Dynamically decoupled three-body interactions with applications to interaction-based quantum metrology

We propose a stroboscopic method to dynamically decouple the effects of two-body atom-atom interactions for ultracold bosonic atoms, and realize a system dominated by elastic three-body interactions. Using this method, we show that it is possible to achieve the optimal scaling behavior predicted for interaction-based quantum metrology with three-body interactions. Specifically, we show that for ultracold bosons quenched in an optical lattice, we can measure the three-body interaction strength with a precision proportional to ${\overline{n}}^{-5/2}$ using homodyne quadrature interferometry, and ${\overline{n}}^{-7/4}$ using conventional collapse-and-revival techniques, where $\overline{n}$ is the mean number of atoms per lattice site. Both precision scalings surpass the nonlinear scaling of ${\overline{n}}^{-3/2}$, which was previously proposed and achieved with a physical system. Our method of achieving a decoupled three-body interacting system may also have applications in the creation of exotic three-body states and phases.

Figure 1

Visibility as a function of time showing the effects of two- and three-body interactions in the quench dynamics of ultracold atoms in an optical lattice, where $\overline{n}=2.67$. The solid line (red) is for the combined $U_2$ and $U_3$ dynamics, while the dashed and dot-dashed lines are for $U_2$-only and $U_3$-only dynamics, respectively.
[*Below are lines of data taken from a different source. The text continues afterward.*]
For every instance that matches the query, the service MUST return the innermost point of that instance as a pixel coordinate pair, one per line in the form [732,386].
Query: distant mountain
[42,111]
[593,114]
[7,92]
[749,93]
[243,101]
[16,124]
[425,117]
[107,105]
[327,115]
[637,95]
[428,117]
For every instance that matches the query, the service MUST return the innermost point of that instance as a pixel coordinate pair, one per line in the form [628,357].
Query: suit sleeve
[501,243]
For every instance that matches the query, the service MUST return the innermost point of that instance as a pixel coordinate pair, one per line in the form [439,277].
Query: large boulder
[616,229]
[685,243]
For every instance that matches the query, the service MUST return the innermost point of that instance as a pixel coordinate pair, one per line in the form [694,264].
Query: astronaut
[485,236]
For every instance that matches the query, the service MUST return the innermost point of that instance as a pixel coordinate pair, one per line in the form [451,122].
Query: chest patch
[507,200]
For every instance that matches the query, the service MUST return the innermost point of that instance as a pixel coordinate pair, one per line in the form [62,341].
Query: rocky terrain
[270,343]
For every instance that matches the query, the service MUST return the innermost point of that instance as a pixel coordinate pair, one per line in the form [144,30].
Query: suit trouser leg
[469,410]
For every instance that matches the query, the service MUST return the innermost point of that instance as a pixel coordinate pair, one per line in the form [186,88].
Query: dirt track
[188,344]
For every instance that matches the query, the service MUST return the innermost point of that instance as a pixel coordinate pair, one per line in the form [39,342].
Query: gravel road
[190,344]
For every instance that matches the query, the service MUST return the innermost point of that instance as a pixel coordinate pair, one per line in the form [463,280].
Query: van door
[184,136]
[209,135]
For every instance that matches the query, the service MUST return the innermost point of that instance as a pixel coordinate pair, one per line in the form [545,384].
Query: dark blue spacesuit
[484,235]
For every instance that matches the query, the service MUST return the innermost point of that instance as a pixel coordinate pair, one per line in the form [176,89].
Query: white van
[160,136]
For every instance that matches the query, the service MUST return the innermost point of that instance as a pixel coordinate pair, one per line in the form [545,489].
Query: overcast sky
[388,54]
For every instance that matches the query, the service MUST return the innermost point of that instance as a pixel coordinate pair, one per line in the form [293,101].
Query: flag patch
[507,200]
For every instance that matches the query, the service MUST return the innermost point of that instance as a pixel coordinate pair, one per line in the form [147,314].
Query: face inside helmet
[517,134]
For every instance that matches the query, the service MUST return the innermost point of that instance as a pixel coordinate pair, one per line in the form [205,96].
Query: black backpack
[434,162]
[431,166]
To extract the three-body scaling, we need to isolate the $U_3$-only dynamics from the combined time trace.

Figure 2

Schematic of the dynamical decoupling protocol which turns off the two-body interactions and isolates the dynamics due to the three-body interactions. Panel (a) shows the switching of the sign of $U_2$ as a function of time, achieved via the use of a Feshbach resonance. The three-body strength $U_3$ remains constant and negative. Panel (b) shows the visibility (solid line) as a function of time under the influence of the periodically changing $U_2$ shown in panel (a), and $\overline{n}=2.67$. The dashed line is the time evolution due to only $U_3$. The two curves intersect after each interval of duration $T$, indicated by the green markers. Panel (c) shows intersection points (green markers) for a time interval $T$ that is ten times smaller, coinciding even more closely with the pure three-body time trace. The solid line shows the dynamics for $U_3$-only evolution.

Figure 3

The derivative of visibility $\mathcal{V}$ as a function of time for two-body-only (dot-dashed line), three-body-only (solid), and cubic nonlinearity (dashed) simulations. We use $\overline{n}=2.67$.

Figure 4

Panel (a) shows quadrature dynamics $\langle x_i\rangle$ as a function of time for two-body-only and three-body-only interactions with $\overline{n}=4.68$ and $\zeta =0$. Panel (b) shows the evolution of quadrature fluctuations for three-body-only interactions for $\zeta =0,\pi /2$ and $\overline{n}=4.68$.